What emerged initially was incredibly striking and I began crafting the explorations into finished pieces. MONOMOKO became the perfect name to represent this body of work referencing the mostly ‘monochromatic’ colouring of the designs and the graphic symmetry of traditional Māori ‘moko’, an indigenous art form from New Zealand."
A lot of my work is about exploring and teasing out the void between abstract and representational. The larger and less detailed the patterning, the greater the territory or 'no-man's-land' between these two worlds. I enjoy protracting the transitional experience between them and using the two-fold effect to convey ideas. With the painted pieces I exploit the 2D surface qualities to draw attention to the graphic nature of the art and to further 'camouflage' the underlying 3D compositions. It allows me to present seemingly abstract pieces of geometric art that can concurrently tell stories and explore themes with representational subject matter.

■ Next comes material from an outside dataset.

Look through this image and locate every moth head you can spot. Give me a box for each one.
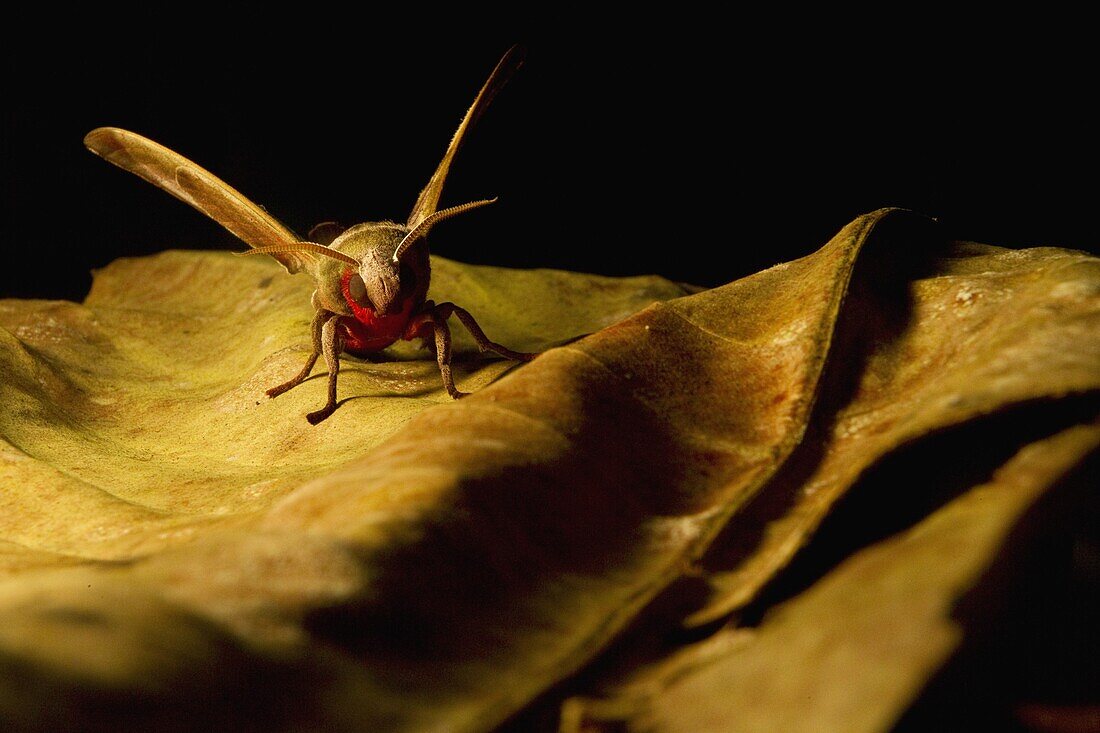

In my 'diversity' series for example I use threaded linear patterning to imply connectedness and unity across mixed races, genders and generations. The interwoven pattern is dominant and places emphasis on togetherness, rather than separation, which supports notions of similarity instead of difference.
Many pieces are whimsical and have a quirky idea or story to tell. Some explore deeper themes or cultural ideas. Artwork is mixed-media including original acrylic paintings, limited edition digital prints and light-boxes.